Does Your Pediatrician or Family Doctor Do Housecalls?
The American Academy of Family Physicians, AAFP, reports that although demand for the housecalls is building, the number of family physicians making house calls is shrinking. In a 2010 AAFP survey, 19 percent of Academy members said they made at least one house call a week. By 2013, the number had fallen to 13 percent, and only 3 percent of respondents reported making more than two house calls a week.
Even with fewer doctors doing housecalls, the need is growing and growth potential is high due to a rapidly growing elderly population. By 2030, the number of Americans age 65 and older will account for 20 percent of the U.S. population. By 2038, the nation’s elderly population is expected to double to 72 million — or roughly the current population of the state of California, Florida and Illinois combined. Two-thirds of the people in this age group have multiple chronic conditions and likely would need regular health care visits, which they may have difficulty accessing.
A doctors on demand housecalls business shows great potential for good patient outcomes and lower health care costs by catching relatively small problems before they become crises, and keeping patients with chronic conditions and mobility issues out of the ER. A pilot program created by the Patient Protection and Affordable Care Act is documenting how providing housecalls lowered Medicare costs for Medicare patients by $25 million in its first year.

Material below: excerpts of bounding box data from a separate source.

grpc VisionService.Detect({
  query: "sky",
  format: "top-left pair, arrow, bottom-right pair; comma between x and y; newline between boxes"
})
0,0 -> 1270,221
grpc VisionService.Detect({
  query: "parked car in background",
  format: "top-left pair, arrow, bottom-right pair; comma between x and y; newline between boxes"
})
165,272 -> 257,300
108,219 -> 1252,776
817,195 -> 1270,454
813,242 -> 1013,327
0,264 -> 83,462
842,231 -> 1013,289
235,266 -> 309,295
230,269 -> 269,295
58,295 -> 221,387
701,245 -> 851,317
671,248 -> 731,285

Home-based primary care (HBPC) is a mobile care innovation that focuses delivering medical and social services to elderly with severe and disabling chronic illnesses, who find it difficult to get to a doctor’s office. This HBPC Veteran’s Administration program lowered total VA costs by 24% and Medicare costs were lowered by 11%.

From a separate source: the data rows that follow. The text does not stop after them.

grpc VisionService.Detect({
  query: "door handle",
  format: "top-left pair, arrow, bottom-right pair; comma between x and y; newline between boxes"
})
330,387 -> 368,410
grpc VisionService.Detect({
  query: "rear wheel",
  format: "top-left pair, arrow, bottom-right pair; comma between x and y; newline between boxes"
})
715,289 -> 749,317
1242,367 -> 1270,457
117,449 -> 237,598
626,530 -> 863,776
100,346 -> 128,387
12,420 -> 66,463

The New York Times reports that Heal, an Uber-doctor housecall smartphone app, that began in Los Angeles in February 2015, recently expanded to San Francisco and is set to roll out in another 15 major cities this year. Also, San Francisco-based Doctor on Demand app, which is backed by Google and the television personality Phil McGraw offers access to 1,400 board-certified physicians. It has been downloaded a few million times since it was introduced in late 2013. In addition to these apps there are several other apps operating in local markets such as New York and Philadelphia.
Due to the aging population, the need for doctors housecalls will increase in the coming decades. This coupled with the trend that Medicare will be leveraging this type of service, since it provides excellent patient care at a cost savings, is likely cause an increase in housecalls that will benfit us all.